With this, we can now write : $$ \frac{\sin^2 A + \sin^2 B + \sin^2 C}{12} = \sum_{cyc} \frac{s(s-a)(s-b)(s-c)}{3b^2c^2} $$

and $$ \sin^2 \frac{B}{2} \sin^2\frac A2 + \sin^2 \frac{C}{2} \sin^2\frac A2+\sin^2 \frac{B}{2} \sin^2\frac C2 \\ = \sum_{cyc} \frac{(s-a)^2(s-b)(s-c)}{a^2bc} $$

which means that we have to prove : $$ \sum_{cyc} \frac{s(s-a)(s-b)(s-c)}{3b^2c^2}\leq \sum_{cyc} \frac{(s-a)^2(s-b)(s-c)}{a^2bc} $$

Now, we want to get rid of the common denominator : for this, we multiply by $3a^2b^2c^2$ on both sides to get the equivalent inequality :$$ \sum_{cyc} a^2s(s-a)(s-b)(s-c) \leq \sum_{cyc} 3bc(s-a)^2(s-b)(s-c) $$

The term $(s-a)(s-b)(s-c)$ is common to each summation : it's a positive quantity, and dividing out by it, we get : $$ \sum_{cyc} a^2s \leq \sum_{cyc} 3bc(s-a) $$

We need one more transform now.

At this point, we use the Ravi substitution (named after Ravi Vakil). In short, we set $s-a = z, s-b = y , s-c = x$ . The idea of the substitution is the following : the condition that $a,b,c$ are the sides of a triangle with semi-perimeter $s$, is equivalent to the condition that $x,y,z$ are positive real numbers.

Under the substitution, we have $a=x+y,b=x+z,c=y+z$ , as can be easily checked.

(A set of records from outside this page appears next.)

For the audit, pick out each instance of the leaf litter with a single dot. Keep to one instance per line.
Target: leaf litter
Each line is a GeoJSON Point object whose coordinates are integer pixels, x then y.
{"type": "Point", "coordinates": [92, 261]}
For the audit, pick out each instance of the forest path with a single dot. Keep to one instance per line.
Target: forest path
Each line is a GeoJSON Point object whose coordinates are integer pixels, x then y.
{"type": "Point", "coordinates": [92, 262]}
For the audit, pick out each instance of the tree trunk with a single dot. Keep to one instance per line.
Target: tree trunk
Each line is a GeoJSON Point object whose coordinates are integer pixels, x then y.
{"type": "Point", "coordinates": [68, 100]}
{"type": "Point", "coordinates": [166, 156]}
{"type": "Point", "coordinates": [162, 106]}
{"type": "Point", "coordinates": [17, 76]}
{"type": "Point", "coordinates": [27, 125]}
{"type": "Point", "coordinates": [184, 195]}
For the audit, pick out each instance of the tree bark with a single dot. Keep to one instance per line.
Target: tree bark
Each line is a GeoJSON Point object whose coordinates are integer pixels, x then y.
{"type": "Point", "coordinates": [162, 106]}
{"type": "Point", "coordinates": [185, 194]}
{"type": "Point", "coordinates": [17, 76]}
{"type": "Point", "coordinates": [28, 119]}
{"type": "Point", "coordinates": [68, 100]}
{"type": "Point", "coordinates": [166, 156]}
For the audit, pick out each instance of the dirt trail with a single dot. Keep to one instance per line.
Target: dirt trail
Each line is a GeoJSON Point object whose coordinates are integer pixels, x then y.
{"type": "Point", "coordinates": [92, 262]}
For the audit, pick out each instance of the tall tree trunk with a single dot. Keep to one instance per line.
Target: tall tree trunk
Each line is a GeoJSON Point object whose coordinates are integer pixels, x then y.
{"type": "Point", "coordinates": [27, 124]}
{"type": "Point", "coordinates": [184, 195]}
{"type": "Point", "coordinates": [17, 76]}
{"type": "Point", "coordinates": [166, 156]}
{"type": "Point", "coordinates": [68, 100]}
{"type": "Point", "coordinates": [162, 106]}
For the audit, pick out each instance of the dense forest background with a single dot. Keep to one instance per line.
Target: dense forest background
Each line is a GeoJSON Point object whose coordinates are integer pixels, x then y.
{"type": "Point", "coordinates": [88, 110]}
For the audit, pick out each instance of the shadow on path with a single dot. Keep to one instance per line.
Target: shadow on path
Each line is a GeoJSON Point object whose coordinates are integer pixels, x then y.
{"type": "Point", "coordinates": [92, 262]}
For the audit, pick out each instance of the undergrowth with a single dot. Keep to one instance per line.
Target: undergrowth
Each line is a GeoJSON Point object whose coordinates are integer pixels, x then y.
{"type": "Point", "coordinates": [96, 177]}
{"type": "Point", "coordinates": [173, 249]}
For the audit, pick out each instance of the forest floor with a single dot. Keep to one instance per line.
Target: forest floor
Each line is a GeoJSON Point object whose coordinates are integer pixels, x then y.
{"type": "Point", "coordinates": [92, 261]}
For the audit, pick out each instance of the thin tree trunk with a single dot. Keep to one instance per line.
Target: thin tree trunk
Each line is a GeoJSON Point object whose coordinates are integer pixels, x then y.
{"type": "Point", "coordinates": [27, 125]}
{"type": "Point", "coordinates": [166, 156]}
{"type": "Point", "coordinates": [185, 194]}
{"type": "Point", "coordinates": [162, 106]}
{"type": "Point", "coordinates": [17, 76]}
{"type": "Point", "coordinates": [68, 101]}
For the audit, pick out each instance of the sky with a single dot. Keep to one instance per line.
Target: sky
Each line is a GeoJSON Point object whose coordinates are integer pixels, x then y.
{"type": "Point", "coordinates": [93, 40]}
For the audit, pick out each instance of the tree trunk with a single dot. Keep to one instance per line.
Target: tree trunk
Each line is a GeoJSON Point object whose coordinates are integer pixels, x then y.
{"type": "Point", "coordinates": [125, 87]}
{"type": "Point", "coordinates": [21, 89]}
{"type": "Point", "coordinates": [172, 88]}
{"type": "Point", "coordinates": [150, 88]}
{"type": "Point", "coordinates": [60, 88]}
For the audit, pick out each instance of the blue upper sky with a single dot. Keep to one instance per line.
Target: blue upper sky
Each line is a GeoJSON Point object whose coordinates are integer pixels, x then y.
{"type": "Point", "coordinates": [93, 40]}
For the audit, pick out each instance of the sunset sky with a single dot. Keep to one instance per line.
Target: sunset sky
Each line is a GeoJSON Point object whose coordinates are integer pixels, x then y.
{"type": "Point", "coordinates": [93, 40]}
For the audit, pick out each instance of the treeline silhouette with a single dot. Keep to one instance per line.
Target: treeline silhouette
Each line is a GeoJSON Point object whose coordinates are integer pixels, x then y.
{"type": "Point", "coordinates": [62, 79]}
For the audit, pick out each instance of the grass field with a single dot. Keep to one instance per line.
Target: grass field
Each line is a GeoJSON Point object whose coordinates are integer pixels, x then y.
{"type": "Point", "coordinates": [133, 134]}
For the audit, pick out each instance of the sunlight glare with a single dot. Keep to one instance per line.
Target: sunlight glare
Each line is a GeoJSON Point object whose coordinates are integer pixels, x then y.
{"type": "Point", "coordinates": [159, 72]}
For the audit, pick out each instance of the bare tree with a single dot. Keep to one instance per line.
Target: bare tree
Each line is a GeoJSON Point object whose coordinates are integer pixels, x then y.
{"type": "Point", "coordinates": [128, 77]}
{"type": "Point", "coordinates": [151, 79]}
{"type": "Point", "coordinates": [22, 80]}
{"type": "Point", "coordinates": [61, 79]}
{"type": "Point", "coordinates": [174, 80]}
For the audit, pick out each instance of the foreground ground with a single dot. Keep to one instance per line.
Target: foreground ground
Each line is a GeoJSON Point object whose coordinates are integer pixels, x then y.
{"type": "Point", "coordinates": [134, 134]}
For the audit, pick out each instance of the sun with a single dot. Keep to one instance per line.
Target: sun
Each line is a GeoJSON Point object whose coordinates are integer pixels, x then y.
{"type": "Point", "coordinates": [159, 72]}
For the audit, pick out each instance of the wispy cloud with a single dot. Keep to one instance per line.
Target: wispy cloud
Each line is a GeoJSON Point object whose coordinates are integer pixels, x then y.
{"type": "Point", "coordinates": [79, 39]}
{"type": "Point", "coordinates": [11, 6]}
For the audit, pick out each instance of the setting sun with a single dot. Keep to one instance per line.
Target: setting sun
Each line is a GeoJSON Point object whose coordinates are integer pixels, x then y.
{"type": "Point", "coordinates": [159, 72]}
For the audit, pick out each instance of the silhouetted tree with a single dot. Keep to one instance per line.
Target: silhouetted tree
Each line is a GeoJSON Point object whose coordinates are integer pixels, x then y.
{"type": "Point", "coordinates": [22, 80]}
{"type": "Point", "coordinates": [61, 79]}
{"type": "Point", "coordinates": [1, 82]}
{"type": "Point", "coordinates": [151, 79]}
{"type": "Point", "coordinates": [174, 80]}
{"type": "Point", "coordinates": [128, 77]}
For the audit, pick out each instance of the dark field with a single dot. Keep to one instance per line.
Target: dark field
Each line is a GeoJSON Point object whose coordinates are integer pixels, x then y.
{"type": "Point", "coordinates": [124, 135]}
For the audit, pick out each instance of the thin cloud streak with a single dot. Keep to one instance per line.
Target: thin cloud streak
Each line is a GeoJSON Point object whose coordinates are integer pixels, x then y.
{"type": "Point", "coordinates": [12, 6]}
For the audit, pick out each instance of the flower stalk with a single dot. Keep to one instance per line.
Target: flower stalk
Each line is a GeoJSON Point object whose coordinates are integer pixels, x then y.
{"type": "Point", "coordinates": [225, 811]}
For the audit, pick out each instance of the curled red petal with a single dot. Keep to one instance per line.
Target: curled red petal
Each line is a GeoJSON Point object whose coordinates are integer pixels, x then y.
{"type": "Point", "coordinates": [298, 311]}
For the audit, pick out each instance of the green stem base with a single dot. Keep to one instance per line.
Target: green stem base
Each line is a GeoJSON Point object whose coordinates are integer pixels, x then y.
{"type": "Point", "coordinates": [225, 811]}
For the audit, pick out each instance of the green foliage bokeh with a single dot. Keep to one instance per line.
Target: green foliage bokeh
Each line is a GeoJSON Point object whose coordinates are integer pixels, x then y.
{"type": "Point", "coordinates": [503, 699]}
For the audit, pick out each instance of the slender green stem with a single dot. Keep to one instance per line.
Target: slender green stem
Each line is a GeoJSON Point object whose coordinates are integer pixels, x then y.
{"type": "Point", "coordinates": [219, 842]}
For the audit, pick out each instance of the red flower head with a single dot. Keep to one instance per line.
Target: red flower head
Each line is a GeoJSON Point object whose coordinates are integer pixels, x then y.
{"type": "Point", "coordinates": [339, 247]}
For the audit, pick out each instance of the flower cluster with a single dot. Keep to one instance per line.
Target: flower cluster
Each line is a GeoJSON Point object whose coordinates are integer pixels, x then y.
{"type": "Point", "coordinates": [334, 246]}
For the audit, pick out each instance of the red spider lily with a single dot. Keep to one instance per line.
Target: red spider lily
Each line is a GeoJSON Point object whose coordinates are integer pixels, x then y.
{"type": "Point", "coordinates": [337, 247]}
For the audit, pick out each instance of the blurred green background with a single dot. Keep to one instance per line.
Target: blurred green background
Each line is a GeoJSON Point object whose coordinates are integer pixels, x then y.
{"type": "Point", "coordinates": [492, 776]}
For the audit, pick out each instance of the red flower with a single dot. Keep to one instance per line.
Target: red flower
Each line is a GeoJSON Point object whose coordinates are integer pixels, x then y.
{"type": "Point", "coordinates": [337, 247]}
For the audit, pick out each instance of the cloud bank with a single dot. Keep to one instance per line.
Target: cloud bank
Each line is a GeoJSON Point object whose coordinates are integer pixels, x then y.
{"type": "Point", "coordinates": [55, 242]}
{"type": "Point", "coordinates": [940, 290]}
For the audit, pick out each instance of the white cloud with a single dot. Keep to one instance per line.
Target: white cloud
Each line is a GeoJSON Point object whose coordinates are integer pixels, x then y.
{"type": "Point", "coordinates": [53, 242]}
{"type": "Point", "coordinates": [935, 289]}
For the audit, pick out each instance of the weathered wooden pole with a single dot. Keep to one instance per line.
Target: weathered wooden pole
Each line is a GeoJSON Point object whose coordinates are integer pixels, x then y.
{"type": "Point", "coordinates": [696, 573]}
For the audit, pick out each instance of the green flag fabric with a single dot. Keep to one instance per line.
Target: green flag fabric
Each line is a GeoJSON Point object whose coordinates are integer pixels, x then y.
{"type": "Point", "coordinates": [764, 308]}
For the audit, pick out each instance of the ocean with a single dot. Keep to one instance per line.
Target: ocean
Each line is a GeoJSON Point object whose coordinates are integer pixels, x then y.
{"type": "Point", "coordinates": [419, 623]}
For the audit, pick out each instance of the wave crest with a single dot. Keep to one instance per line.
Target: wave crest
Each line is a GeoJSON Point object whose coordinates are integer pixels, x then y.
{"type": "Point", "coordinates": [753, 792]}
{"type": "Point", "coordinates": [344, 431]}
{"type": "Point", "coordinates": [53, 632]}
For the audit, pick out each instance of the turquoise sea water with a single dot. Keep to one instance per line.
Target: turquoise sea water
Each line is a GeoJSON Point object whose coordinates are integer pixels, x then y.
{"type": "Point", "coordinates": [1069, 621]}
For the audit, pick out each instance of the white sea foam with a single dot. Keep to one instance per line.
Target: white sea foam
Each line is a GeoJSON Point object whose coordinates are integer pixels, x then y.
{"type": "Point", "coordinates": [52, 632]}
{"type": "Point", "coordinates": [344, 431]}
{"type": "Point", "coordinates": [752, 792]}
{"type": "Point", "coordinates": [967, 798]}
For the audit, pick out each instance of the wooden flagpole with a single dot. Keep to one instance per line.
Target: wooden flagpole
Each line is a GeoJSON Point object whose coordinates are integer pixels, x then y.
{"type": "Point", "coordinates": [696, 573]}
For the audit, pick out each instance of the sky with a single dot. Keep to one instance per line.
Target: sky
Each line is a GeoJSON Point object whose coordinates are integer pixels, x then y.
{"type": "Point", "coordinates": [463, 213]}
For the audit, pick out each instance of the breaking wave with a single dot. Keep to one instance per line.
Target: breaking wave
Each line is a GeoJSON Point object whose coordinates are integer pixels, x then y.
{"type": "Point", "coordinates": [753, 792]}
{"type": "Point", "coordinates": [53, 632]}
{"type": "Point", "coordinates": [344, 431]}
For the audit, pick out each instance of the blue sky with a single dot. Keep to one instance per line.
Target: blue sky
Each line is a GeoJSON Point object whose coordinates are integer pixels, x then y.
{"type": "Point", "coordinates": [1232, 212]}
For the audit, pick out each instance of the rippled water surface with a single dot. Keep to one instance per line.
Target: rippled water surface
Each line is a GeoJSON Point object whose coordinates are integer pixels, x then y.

From now on, all cyclic inequalities will cycle over $x,y,z$ instead of $a,b,c$. So, we get : $$ \sum_{cyc} a^2 s = \sum_{cyc} (x+y)^2(x+y+z) $$

and $$ \sum_{cyc} 3bc(s-a) = \sum_{cyc} 3z(x+z)(y+z) $$

Thus, we come down to comparing : $$ \sum_{cyc} (x+y)^2(x+y+z) \leq \sum_{cyc} 3z(x+z)(y+z) $$

Now, cyclicity often hides a lot of terms that can be cancelled upon viewing for a short period. Let me clarify this by expanding the brackets on both sides : $$ \sum_{cyc} (x^3+y^3 +3x^2y+3xy^2+x^2z+y^2z+2xyz) \leq \sum_{cyc} (3z^3+3yz^2+3xz^2+3xyz) $$

Note that $\sum_{cyc} x^3 = \sum_{cyc} y^3 = \sum_{cyc} z^3$. Therefore, that part cancels to leave the equivalent $$ \sum_{cyc} (3x^2y+3xy^2+x^2z+y^2z+2xyz) \leq \sum_{cyc} (z^3+3yz^2+3xz^2+3xyz) $$

Now notice that there's a $2xyz$ on the left and $3xyz$ on the right. Resolving that:$$ \sum_{cyc} (3x^2y+3xy^2+x^2z+y^2z) \leq \sum_{cyc} (z^3+3yz^2+3xz^2+xyz) $$

Now observe, that $\sum_{cyc} x^2y = \sum_{cyc} z^2 x$, and observe that $\sum_{cyc} xy^2 = \sum_{cyc} yz^2$ (write this down if it's uncomfortable initially!). Thus, we are reduced to : $$ \boxed{\sum_{cyc} (x^2z+xz^2) \leq \sum_{cyc}{(z^3+3xyz)}} $$

This boxed inequality is true and well-known, see the $t=1$ special case here. It's the most typical application of the Schur inequality for three variables.

Having worked through the substitutions and manipulations in reversible fashion, we conclude that the original inequality is true as well. Furthermore, the equality case for the Schur-inequality is attained when $x=y=z$ (or some of them are zero,which is ruled out but can be thought of as a triangle becoming exceedingly obtuse and closing in on a straight line) which would correspond to an equilateral triangle.

I hope someone can finish the whole problem from here.